En el domicilio familiar de la calle Ferraz descubre una escena vergonzante y no menos desoladora. Protagonizada por ese padre autoritario, prepotente y por supuesto facha que, como mecanismo de defensa, alardea de haber delatado por rojos a dos socios del Cine Club Nebrija, amigos de Carmen. Mientras que a su madre se la ha llevado don Doroteo de excursión al Valle de los Caídos. Algunas páginas aparecen salpicadas con claves alcalaínas que irremediablemente nos provoca más de una sonrisa al recordar ciertos momentos de cualquier tiempo pasado, que ella, como nosotros, considera que nunca fue mejor. Pero la novela –afortunadamente– va mucho más allá. Su personaje protagonista se debate a lo largo de su vida con situaciones desafortunadas, desencantos e infidelidades de un marido, cuyo nombre parece arrebatado a un personaje galdosiano: Benigno (aunque su actitud sea todo lo contrario).

Las páginas iniciales nos cuenta que Carmen siempre mantuvo una costumbre irrenunciable, libro que no le gustaba, tras las primeras cincuenta páginas, lo estampanaba contra la pared. No deja de ser curioso que finalmente lograra superar todos los traumas del pasado, montando una librería. Eso después de un desafortunado primer encuentro con un club de lectura, donde pudo descubrir que muchas de sus vecinas se apropiaban de versos ajenos –desde sonetos de Shakespeare hasta canciones de Cecilia– sin pudor alguno. Algunas de aquellas mujeres más tarde se convertirán en exitosas escritoras. Todo el libro rebosa un agudo sentido del humor.
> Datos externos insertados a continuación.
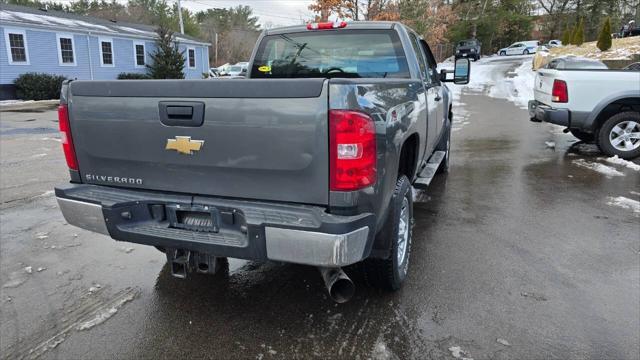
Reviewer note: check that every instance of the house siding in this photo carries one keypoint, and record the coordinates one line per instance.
(43, 56)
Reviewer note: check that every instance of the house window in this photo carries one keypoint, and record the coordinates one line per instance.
(106, 52)
(66, 54)
(16, 42)
(139, 54)
(192, 57)
(18, 53)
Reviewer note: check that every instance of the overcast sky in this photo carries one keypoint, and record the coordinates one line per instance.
(270, 12)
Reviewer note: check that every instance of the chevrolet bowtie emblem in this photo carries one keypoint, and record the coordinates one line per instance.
(184, 145)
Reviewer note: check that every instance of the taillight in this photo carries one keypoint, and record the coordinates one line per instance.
(559, 92)
(65, 134)
(352, 141)
(327, 25)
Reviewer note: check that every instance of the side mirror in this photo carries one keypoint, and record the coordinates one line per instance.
(460, 72)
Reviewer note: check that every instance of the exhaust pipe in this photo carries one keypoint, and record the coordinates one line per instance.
(339, 285)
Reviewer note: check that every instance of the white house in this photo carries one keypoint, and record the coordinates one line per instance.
(81, 47)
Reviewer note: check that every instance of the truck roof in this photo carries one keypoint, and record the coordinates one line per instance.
(368, 25)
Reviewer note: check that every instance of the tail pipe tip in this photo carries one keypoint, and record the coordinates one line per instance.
(340, 287)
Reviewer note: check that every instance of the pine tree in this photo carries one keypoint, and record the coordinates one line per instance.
(566, 36)
(578, 35)
(604, 40)
(168, 61)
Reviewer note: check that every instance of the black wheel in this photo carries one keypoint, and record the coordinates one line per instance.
(584, 136)
(390, 273)
(445, 145)
(620, 135)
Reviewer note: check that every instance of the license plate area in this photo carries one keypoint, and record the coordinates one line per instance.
(194, 218)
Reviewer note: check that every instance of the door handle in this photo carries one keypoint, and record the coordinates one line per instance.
(181, 113)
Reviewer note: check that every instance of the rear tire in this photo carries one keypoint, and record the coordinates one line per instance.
(583, 136)
(390, 273)
(620, 135)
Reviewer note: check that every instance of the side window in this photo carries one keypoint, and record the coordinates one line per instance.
(421, 58)
(191, 52)
(431, 61)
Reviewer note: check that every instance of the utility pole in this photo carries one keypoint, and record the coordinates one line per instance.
(180, 18)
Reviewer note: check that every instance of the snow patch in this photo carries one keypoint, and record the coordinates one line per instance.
(619, 161)
(601, 168)
(625, 203)
(381, 350)
(458, 353)
(106, 314)
(486, 77)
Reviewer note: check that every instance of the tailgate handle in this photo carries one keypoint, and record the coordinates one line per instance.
(181, 113)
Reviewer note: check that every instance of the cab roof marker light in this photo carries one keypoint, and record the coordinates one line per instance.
(326, 25)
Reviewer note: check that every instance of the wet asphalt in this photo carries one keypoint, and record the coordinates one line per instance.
(519, 252)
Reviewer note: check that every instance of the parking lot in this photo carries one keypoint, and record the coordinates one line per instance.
(528, 248)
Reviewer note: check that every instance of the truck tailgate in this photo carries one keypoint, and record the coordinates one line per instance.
(259, 139)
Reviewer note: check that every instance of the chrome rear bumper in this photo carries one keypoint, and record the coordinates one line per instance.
(323, 240)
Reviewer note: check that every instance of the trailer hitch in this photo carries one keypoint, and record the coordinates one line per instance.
(183, 262)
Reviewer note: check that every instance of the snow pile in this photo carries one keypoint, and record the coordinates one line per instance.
(601, 168)
(487, 77)
(103, 316)
(624, 203)
(619, 161)
(458, 353)
(518, 89)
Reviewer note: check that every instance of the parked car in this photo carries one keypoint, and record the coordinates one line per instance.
(554, 43)
(594, 104)
(237, 70)
(468, 48)
(310, 160)
(520, 48)
(634, 66)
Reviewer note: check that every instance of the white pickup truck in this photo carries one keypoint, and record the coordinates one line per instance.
(598, 105)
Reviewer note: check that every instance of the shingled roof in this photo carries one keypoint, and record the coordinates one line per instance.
(59, 20)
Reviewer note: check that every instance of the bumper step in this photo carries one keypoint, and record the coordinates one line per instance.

Un homenaje a las librerías, a los club de lectura, a la amistad… pero sobre todo el retrato de una mujer, que no se nos refleja boca abajo en el techo por los efectos de la cámara oscura ni tampoco se disemina entre las partículas del efecto Tyndall. Un personaje que trata de encontrar entre los libros lo que el pasado le había negado.